Photogs, well, at least certain photogs, are legendary screamers, right? They get upset when things go wrong, and things always go wrong, so stories about on set grouchiness abound. We’ve all, I’m sure, heard about the prima donna shooter, male or female, who explodes on the set when the latte’s not the right temperature, or missing the nutmeg flakes on the hot foam. There are also the divas, the ones who look disdainfully about and tell the crew, “Give me God’s light!” and then retire to the location vehicle for, uh, extra-curricular activities. Then of course there are the unprepared, those who blow a gasket about stuff that should have been fixed and set before the airplane tickets were bought.
You have to pray for patience on most photo shoots and try not to reach, screaming, for the eject handle. One mildly amusing story came years ago from an assistant to a somewhat vociferous, overlarge photog, who got his comeuppance after badgering the location help for days on end. Seems his size made him a bit tippy, and he was in the waves, trying to get an over/under shot, with a housing. You’ve seen these pix, with the camera half out, half in the water. (They’re on the cover of, you know, Field and Stream all the time, with the hapless mackerel straining for the deep, and the triumphant fisherman, rod bowed like hairpin turn on the Pacific Coast Highway, fighting to board him. I always feel bad for the fish, and have consoled myself by figuring it’s gotta be mechanical, ‘cause I can’t figure out for the life of me how they do that stuff.)
Oh, well, back to the waves. This photog insisted to his assistants that they literally lash him to a dock piling to stabilize him and the camera. Which they did. When he finished the shot, he handed the camera up, and waited to be untied. Whereupon his beleaguered assistants waltzed away, down the pier, got themselves drinks with big umbrellas in them, and watched the tide come in. Turtle like, literally pinned to the piling like a butterfly specimen, he had no recourse but to wait to be released at their discretion. He didn’t scream so loudly after that.
I tend not to be a screamer. I suffer the slings and arrows of location photography with relative equanimity. That’s not me giving myself absolution, by the way. I’ve said and done stupid stuff, been a jerk-brained idiot, yelled at people, mostly myself, punched walls, sometimes with my head, literally bloodying myself out of rage and frustration. But, most of the time, I’m pretty calm. The bigger the problem, the calmer I get. Little stuff still can make me nuts. Big stuff, well, figuring that out gets too interesting to get mad about.

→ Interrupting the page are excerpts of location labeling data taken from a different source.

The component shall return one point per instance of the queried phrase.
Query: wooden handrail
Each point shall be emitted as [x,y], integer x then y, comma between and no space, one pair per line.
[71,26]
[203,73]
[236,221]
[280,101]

I was determined to do a re-shoot of a portrait for a friend I had messed up on. I blew a picture. Big news there, huh? But, you know, it’s not the ones you get that populate your dreams. It’s the ones you miss. Needless to say, my dreams are very full, and colorful. I’m actually glad I don’t remember most of them.
We were on location early on one of those amazing Montana mornings, where the sunrise is a piece of heaven you can actually shoot. Light drenched, with panoramic skies just rolling out an endless carpet of color, it could have made a country boy out of this city kid right then and there, at least momentarily.
Of course, I got shit. If I don’t anchor my frame with a human being, I am frequently lost. So I turned to my friend and fellow photog, Kevin Dobler, who’s a quintessential good guy, and a very fine shooter. This magnificent dawn occurred on the road outside his family’s ranch, which I know is a very special, emotional place for him. I offered to do his picture with the road and sky meeting in vast Montana distance. It was not a good effort. No fault of Kevin. Totally my fault back at the camera. I couldn’t get a feel for the frame, as sometimes happens. I finished bothering him with my clicking, and he was happy enough, but I wasn’t. In my head, as I often do, I made a check mark, looked at the land and the light, and thought, okay, next time I’ll get you.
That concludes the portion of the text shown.